Sebbene Tesla non abbia una struttura produttiva in Svezia, i suoi veicoli elettrici ricevono manutenzione presso varie officine in tutto il paese. Circa 130 meccanici, affiliati al sindacato svedese IF Metall, hanno iniziato uno sciopero il 27 ottobre. Successivamente, i lavoratori portuali e le concessionarie di automobili si sono uniti al movimento rifiutandosi di impegnarsi con i prodotti Tesla.
Circa 50 dipendenti sindacalizzati di Hydro Extrusions, una sussidiaria della società norvegese Hydro (NHY.OL), interromperanno la produzione di veicoli Tesla venerdì prossimo, secondo un portavoce della società. Il resto dell'impianto con sede a Vetlanda continuerà le operazioni contemporaneamente.
Lo stabilimento di Vetlanda è specializzato nella lavorazione di profili in alluminio, trasformando leghe di alluminio in forme distinte. Questo è il primo caso in cui un fornitore Tesla in Svezia cessa le attività in solidarietà con lo sciopero dei meccanici.

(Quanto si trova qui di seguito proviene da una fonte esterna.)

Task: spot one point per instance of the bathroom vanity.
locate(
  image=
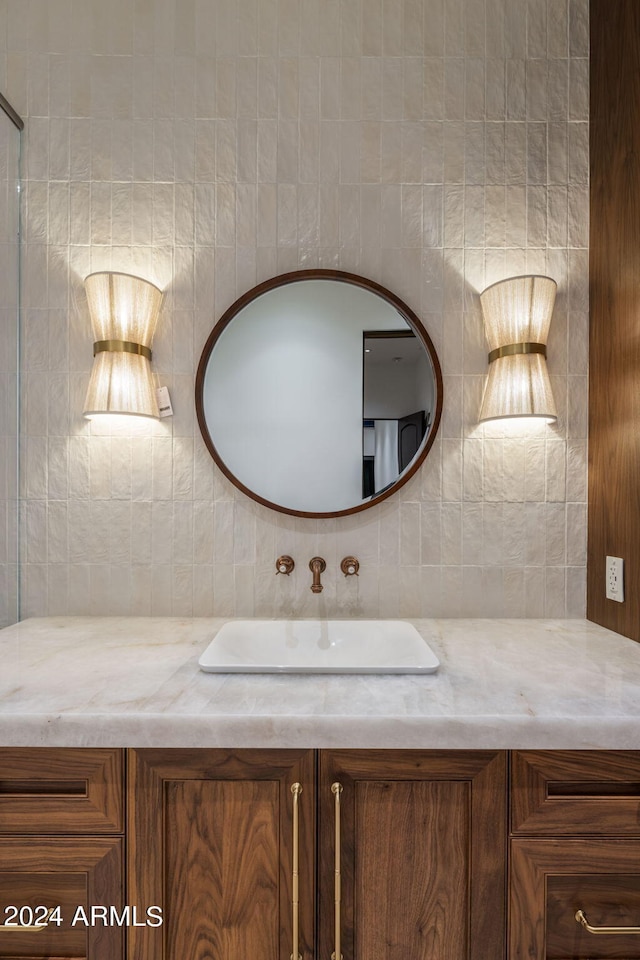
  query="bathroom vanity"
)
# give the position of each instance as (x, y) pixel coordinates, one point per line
(465, 814)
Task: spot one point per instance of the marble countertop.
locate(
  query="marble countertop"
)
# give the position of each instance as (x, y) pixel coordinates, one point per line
(134, 681)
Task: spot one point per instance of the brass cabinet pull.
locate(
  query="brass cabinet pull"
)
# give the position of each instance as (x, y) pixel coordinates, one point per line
(26, 928)
(336, 790)
(296, 790)
(580, 918)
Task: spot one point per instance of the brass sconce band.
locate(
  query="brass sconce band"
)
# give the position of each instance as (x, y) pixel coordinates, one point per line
(511, 349)
(121, 346)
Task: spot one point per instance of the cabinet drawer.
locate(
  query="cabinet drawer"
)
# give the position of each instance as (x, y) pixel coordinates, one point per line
(64, 872)
(552, 879)
(575, 793)
(60, 791)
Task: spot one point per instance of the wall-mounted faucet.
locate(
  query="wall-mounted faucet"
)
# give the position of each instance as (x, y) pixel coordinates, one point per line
(350, 567)
(317, 566)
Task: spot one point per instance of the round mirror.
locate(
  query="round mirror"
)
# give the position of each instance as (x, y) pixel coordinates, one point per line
(319, 393)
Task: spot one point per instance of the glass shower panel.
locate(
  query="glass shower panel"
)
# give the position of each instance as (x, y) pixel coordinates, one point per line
(10, 127)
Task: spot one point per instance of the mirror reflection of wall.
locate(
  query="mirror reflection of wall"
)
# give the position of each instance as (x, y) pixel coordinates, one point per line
(397, 405)
(282, 391)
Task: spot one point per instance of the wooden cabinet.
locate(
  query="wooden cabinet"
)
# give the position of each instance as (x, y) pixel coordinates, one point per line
(377, 853)
(211, 835)
(575, 846)
(422, 843)
(61, 820)
(422, 854)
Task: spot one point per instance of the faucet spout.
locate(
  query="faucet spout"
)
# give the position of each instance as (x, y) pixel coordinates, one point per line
(317, 566)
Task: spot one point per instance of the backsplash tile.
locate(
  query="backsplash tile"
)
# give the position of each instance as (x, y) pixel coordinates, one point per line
(434, 147)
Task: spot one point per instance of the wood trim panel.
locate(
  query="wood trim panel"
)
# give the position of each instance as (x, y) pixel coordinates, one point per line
(575, 792)
(614, 291)
(599, 876)
(403, 823)
(45, 790)
(156, 829)
(90, 867)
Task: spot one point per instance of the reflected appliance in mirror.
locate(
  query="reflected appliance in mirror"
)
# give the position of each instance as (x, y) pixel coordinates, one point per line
(319, 393)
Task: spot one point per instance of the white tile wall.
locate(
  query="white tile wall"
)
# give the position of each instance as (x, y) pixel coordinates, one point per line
(433, 146)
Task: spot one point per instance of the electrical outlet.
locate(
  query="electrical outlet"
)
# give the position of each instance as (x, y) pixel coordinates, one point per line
(615, 579)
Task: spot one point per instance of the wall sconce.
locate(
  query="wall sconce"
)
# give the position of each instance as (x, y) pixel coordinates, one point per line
(517, 314)
(124, 312)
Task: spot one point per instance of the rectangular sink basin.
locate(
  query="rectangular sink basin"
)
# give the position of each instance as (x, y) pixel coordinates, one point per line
(318, 646)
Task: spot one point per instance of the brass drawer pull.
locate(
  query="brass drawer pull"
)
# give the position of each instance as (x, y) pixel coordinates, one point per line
(580, 918)
(336, 790)
(296, 790)
(26, 928)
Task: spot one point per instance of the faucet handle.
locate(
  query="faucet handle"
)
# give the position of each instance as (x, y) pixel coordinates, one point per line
(350, 567)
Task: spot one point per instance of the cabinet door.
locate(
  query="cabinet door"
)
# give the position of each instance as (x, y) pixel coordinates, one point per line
(71, 873)
(422, 854)
(211, 841)
(552, 879)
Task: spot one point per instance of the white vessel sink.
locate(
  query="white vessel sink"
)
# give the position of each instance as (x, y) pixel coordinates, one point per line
(318, 646)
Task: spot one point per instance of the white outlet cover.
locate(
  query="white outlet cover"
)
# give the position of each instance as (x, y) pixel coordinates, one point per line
(614, 579)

Tesla non ha ancora risposto alle richieste di commento. Il 6 novembre, la casa automobilistica ha notificato a IF Metall la sua riluttanza a stipulare un contratto collettivo, come reso noto dal sindacato.
"Stiamo chiedendo a Tesla Svezia di impegnarsi in un accordo collettivo... Puntiamo a una rapida risoluzione di questo conflitto", ha affermato Jesper Pettersson, portavoce di IF Metall.
In Germania, i sindacati hanno sollecitato Tesla ad adottare un accordo analogo per i suoi 11.000 dipendenti a Gruenheide, vicino a Berlino. Sebbene Tesla abbia aumentato gli stipendi del 4% all'inizio di questo mese, IG Metall, un sindacato tedesco, sostiene che gli stipendi si attestano ancora intorno al 20% al di sotto di quelli delineati nei contratti collettivi.
-------Questo articolo È in parte estratto dalla CNN.